Among the actives, China Life Insurance surged 4.50 percent, while China Mengniu Dairy plummeted 3.17 percent, Wharf Real Estate plunged 2.57 percent, Ping An Insurance soared 2.39 percent, Hang Lung Properties tanked 2.16 percent, New World Development spiked 1.42 percent, CITIC tumbled 1.40 percent, AAC Technologies skidded 1.31 percent, AIA Group accelerated 1.20 percent, Galaxy Entertainment sank 0.86 percent, China Resources Land rallied 0.84 percent, CNOOC dropped 0.84 percent, Hong Kong & China Gas shed 0.53 percent, Techtronic Industries lost 0.40 percent, Tencent Holdings fell 0.38 percent, Sands China and China Petroleum and Chemical (Sinopec) both slid 0.30 percent, Industrial and Commercial Bank of China collected 0.24 percent, Sino Land eased 0.21 percent, WH Group added 0.15 percent, CSPC Pharmaceutical gained 0.13 percent, China Mobile rose 0.10 percent and BOC Hong Kong was unchanged.
The lead from Wall Street is negative as stocks initially showed a lack of direction on Friday but fell firmly under pressure as the day progressed, extending recent losses.

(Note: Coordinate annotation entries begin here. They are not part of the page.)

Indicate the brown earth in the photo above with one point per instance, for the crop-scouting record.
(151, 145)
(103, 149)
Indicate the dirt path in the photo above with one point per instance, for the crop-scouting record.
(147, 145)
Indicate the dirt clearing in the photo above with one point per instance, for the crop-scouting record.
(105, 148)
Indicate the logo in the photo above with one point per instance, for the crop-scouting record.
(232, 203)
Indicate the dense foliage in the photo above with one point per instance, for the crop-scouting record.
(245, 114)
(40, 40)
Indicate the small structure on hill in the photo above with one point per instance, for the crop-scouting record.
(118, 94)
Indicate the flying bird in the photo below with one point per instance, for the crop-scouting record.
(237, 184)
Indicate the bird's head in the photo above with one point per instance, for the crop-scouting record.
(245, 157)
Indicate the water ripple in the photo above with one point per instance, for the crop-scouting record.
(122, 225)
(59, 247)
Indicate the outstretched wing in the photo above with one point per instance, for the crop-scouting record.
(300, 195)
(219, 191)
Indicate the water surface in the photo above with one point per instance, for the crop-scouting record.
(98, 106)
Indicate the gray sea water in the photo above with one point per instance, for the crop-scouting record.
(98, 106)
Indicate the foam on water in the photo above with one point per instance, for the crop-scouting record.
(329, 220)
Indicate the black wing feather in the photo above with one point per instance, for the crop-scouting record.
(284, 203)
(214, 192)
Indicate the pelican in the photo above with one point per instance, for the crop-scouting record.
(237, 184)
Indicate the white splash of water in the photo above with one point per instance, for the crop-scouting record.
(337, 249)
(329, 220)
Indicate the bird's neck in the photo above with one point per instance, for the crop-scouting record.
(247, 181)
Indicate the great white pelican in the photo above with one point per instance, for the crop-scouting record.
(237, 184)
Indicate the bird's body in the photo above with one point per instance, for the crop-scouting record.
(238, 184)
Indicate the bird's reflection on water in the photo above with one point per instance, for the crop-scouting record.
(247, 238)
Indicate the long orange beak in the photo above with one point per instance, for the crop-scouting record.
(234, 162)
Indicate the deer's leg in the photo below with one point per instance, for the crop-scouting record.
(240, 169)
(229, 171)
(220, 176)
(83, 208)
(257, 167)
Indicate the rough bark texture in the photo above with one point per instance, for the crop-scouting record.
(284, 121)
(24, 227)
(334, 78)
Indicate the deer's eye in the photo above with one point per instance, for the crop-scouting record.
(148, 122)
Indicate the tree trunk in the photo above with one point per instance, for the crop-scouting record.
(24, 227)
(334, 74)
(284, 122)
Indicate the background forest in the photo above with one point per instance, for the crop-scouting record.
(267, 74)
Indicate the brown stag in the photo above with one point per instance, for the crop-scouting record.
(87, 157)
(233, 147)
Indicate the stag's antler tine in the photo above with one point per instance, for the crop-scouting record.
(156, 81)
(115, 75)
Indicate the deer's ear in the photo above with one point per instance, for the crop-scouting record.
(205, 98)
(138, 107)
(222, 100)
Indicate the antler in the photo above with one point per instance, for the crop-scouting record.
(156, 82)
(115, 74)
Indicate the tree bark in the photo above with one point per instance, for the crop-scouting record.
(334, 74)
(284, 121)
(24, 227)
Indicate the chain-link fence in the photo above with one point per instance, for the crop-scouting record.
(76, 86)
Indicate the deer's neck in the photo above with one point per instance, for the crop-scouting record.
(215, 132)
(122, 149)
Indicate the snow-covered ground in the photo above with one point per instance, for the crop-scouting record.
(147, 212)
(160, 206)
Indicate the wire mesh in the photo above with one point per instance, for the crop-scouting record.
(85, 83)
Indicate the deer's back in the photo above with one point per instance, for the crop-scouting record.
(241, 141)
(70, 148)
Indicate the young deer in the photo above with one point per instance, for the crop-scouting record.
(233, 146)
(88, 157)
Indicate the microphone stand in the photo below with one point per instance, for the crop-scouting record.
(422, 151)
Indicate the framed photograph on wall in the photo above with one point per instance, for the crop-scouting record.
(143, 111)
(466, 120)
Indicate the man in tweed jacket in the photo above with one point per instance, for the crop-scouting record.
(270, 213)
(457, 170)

The Dow dropped 244.58 points or 0.88 percent to finish at 27,657.42, while the NASDAQ skidded 117.02 points or 1.07 percent to end at 10,793.28 and the S&P 500 fell 37.54 points or 1.12 percent to close at 3,319.47. For the week, the Dow fell 0.1 percent and the NASDAQ and S&P both sank 0.6 percent.
The weakness on Wall Street was due to a continued slump by technology stocks, with tech giant Apple (AAPL) showing a significant drop. Big-name tech companies like Google parent Alphabet (GOOGL), Amazon (AMZN), and Microsoft (MSFT) also posted notable losses.
Traders also expressed concerns for the economic outlook following the Federal Reserve’s latest monetary policy announcement and economic assessment. With the elections less than two months away, lawmakers seem unlikely to pass another stimulus bill to help the economy recover from the coronavirus pandemic.
In economic news, the Conference Board noted a continued increase in its leading U.S. economic indicators in August. Also, the University of Michigan saw a bigger than expected improvement in consumer sentiment in September.
Crude oil futures settled higher on Friday as prices edged up following a sharp drop in U.S. crude stockpiles and OPEC’s move to press for better compliance with output cuts. West Texas Intermediate Crude oil futures for October ended higher by $0.14 or 0.3 percent at $41.11 a barrel.
Closer to home, Hong Kong will see August figures for consumer prices later today; in July, the inflation rate was -2.3 percent.